Sports park in Apeldoorn, Netherlands

The Sportpark Berg & Bos is a football complex located in the Dutch city Apeldoorn. It is the home port of AGOVV.

AGOVV has been playing at Sportpark Berg en Bos in the neighbourhood of the same name in the west of Apeldoorn since 1921. The sports park is located in a wooded area and is adjacent to Apenheul. The complex includes four football fields and a football stadium. In the early years there was not only football, the annual hippique concours also took place here. The sports park was named the most beautiful football complex in the Netherlands in 2021 by the football magazine Voetbal International.

== Stadion Berg & Bos ==
For the return of AGOVV to professional football in 2003, a football stadium was built at the sports park. The stadium bears the name Stadion Berg & Bos and has a capacity of 3250 seats. This while the sports park was visited by more people in the past during practice matches or important matches. Examples of this are the match against the Dutch national football team led by Louis van Gaal, which was attended by 12,000 people, and the match against SC Heerenveen by Abe Lenstra, where 25,000 spectators were present. The record number of spectators in professional football was achieved on September 24, 2009, during the AGOVV – Ajax (1–2) cup match. The stadium was completely sold out with 3,500 spectators.

Since 2006, the stadium has had an artificial turf from Royal Ten Cate NV, which has been approved by the UEFA. The stadium bore the sponsored name Fly Brazil & Desko Stadium from 2010 to 2013.

Partly because AGOVV repeatedly expressed its ambition to promote to the Eredivisie, there were plans to have the club build a new stadium with a capacity of approximately 6,000 spectators. A location that came into view was the Kuipersdijk near De Maten and Apeldoorn South. Later, a place on the Europaweg in the southwest gate of Apeldoorn received serious attention. Another option was that the municipality of Apeldoorn would buy back the current site from the football club (it was sold in 1999) on which AGOVV would become the tenant of the complex. However, the negotiations fell through in March 2012 because AGOVV thought the price offered was too low.

On January 8, 2013, the professional branch AGOVV Apeldoorn was declared bankrupt. The amateurs continued to play in the stadium.

== Main stand ==
The main stand was designed in 1924 by city architect Gerrit de Zeeuw. The main stand is on the municipal monuments list and is located next to the club building 'De Blauwe Drukte', which also dates from the 1920s. The unemployed were employed in construction within the framework of the job creation.
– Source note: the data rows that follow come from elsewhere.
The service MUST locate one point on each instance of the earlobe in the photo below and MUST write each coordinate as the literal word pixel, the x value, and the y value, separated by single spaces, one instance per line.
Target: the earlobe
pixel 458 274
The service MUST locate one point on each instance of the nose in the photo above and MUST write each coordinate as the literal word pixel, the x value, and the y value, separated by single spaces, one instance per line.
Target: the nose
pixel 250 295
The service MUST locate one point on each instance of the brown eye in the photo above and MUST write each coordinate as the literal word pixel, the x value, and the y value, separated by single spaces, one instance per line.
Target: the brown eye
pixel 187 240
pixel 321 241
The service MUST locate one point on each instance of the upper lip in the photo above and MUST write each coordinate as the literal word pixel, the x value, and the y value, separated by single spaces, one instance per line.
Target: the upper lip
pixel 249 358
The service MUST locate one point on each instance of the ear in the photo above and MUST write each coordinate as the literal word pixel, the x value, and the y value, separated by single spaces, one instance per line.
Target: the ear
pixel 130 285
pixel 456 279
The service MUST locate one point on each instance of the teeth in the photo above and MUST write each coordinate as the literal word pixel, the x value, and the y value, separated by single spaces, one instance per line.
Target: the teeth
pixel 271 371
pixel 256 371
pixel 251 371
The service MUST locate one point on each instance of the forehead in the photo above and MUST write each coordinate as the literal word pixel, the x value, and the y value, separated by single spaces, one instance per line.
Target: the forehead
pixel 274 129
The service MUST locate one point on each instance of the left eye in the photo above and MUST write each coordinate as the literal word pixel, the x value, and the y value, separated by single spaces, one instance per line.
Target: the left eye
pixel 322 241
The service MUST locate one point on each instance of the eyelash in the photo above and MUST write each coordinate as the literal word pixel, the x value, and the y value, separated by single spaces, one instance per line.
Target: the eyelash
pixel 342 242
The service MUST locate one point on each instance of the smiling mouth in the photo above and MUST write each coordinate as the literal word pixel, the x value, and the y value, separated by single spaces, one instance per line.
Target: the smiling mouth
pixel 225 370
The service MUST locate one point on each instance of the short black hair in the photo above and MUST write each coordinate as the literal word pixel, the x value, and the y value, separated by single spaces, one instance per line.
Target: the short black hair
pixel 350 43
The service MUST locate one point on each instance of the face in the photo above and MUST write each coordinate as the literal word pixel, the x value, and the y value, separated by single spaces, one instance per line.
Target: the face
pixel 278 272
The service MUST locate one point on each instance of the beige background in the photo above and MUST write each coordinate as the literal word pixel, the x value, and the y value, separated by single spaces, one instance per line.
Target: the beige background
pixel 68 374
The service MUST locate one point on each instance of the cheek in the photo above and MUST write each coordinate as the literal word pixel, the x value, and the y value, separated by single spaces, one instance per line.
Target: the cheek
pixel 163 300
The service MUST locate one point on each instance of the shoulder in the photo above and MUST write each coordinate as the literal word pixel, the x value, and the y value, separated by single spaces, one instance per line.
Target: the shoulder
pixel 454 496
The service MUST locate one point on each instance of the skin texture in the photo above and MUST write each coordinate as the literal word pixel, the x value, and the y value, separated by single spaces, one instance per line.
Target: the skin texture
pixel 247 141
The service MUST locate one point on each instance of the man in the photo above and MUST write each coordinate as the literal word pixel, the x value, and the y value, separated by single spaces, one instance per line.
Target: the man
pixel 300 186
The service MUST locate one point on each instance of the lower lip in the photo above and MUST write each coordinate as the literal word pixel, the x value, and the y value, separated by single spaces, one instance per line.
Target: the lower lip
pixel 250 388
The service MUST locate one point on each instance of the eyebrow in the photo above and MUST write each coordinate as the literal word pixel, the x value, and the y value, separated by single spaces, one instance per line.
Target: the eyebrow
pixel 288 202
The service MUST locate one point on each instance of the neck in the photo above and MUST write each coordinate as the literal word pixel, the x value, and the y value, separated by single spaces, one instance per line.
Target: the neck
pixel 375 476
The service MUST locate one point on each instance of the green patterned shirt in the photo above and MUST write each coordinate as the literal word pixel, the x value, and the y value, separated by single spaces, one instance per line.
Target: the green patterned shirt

In July 2012, the Municipality of Apeldoorn ordered the closing of the monumental main stand, after the Asian longhorn beetle had severely damaged a load-bearing pole. There was a threat of collapse of the grandstand, which was averted by a metal emergency construction. The board of AGOVV was instructed to submit a recovery plan to the municipality, taking into account the monumental status. Because it did not want to proceed with such a plan from the financially distressed club, the municipality decided to close the stand in December 2012.
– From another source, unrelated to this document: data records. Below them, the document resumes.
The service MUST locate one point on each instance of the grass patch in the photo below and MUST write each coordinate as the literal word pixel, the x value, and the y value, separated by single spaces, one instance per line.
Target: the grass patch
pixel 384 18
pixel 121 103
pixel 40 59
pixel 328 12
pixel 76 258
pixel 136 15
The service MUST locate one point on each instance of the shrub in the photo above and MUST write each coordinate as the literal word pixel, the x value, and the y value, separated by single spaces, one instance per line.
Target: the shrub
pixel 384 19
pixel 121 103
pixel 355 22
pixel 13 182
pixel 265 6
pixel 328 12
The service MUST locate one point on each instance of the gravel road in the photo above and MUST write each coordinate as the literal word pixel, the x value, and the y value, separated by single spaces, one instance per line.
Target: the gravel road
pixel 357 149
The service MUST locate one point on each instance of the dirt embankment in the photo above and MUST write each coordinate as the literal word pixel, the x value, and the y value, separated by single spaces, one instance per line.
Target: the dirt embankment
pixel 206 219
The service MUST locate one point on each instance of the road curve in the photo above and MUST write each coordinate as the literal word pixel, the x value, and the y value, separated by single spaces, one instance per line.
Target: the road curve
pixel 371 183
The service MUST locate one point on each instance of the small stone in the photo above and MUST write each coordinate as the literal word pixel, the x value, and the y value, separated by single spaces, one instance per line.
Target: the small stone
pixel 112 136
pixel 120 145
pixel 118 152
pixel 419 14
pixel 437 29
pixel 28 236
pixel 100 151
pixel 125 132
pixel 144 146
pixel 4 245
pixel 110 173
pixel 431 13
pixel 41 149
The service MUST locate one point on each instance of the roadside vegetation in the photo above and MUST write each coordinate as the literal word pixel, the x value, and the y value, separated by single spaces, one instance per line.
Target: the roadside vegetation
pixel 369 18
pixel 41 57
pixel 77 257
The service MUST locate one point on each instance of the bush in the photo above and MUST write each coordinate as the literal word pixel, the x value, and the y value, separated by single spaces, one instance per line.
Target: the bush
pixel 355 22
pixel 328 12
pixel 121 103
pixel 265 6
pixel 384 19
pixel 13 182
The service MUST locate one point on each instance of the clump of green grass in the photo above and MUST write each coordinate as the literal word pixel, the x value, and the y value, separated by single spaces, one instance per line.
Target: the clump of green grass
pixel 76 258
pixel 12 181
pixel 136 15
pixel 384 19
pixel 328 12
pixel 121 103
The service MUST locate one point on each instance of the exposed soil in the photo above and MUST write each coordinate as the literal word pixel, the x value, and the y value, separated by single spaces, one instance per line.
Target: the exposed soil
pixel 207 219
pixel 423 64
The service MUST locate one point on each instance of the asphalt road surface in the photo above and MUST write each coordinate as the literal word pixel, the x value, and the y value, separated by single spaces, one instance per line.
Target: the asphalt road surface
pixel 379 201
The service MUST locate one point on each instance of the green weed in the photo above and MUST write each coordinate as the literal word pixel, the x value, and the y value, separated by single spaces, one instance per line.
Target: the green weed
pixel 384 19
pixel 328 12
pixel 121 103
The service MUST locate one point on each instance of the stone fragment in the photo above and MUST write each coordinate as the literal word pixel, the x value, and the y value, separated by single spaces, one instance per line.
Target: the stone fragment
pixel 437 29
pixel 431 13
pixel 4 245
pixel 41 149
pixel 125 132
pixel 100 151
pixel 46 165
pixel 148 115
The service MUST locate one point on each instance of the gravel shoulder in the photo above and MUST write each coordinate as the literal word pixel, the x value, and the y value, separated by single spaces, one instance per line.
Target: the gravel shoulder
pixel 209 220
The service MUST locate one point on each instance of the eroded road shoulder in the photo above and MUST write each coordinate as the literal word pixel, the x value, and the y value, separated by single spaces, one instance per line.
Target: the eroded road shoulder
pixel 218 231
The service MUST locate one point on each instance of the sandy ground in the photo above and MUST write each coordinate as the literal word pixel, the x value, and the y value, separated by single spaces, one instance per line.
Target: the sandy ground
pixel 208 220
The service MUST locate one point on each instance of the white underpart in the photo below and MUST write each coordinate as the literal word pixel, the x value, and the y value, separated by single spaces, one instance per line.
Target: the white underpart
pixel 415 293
The main stand was thoroughly renovated in 2016, which was financed through a municipal subsidy and a crowdfunding campaign. Former player Klaas-Jan Huntelaar had called to save the stands. Supporters symbolically sponsored their own seat for 100 euros. After the renovation, the main stand at Berg en Bos has been put back into use.

In 2021, the main stand was voted the most beautiful main stand in Gelderland by platform Nederlandse Velden.